Here are some of the empirical findings dealing with the insurance costs and cost-savings of coverage for contraceptive services.
The direct costs of providing contraception as part of a health insurance plan are very low and do not add more than approximately 0.5% to the premium costs per adult enrollee (see Daroch, J. E.). In 1998, Buck Consultants estimated that the direct cost of providing contraceptive benefits averaged $21 per enrollee per year (see Daroch, J. E.). The most recent actuarial analysis, completed by the Actuarial Research Corporation in July 2011, using data from 2010, estimated a cost of about $26 per year per enrolled female (see Callahan, C.)
However, with respect to the effect on insurance premiums when medical costs associated with unintended pregnancies are taken into account … including costs of prenatal care, pregnancy complications, and deliveries … the net effect on premiums is close to zero (see Washington Business Group on Health, Sept 2000). And when time away from work and lost productivity are considered (factors salient to employers) . . the total costs to employers are reduced. PriceWaterhouseCoopers issued a report in 2007 which found that providing contraceptive services yields a net cost-savings (see Campbell, K.P.).
The cost-savings impact of contraceptive services has also been demonstrated via the Medicaid Section 1115 Family Planning Demonstrations conducted in six states in the 1990s.

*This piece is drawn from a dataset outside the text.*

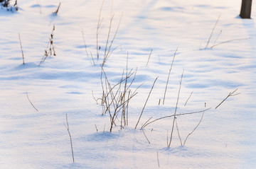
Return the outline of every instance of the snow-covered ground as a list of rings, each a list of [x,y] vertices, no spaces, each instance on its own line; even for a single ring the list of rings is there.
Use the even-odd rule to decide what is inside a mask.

Please refer to Tthe February 2012 U.S. DHHS brief on this subject .. it contains both the content and full citations noted in abbreviated form above .. see here:
http://aspe.hhs.gov/health/reports/2012/contraceptives/ib.shtml#_ftn17
Good to know the government’s priorities, make a huge deal over the pill, kick old ladies to the street when they are really sick. What a joke from the people that keep selling government health care as the best thing since sliced bread. Sad, sad, joke. Government health care, great so long as you do not get really sick. IMO contraception is #999,000 on the list of problems with health care, but exposing all the important limitations of governmnet health care is taboo.
Dale –
One sentence?
Cheers!
JzB
mcwop,
guess what, some time ago all the medicare people were young and guess what, they too used contraceptives and all the young people today will some day be old and use Medicare.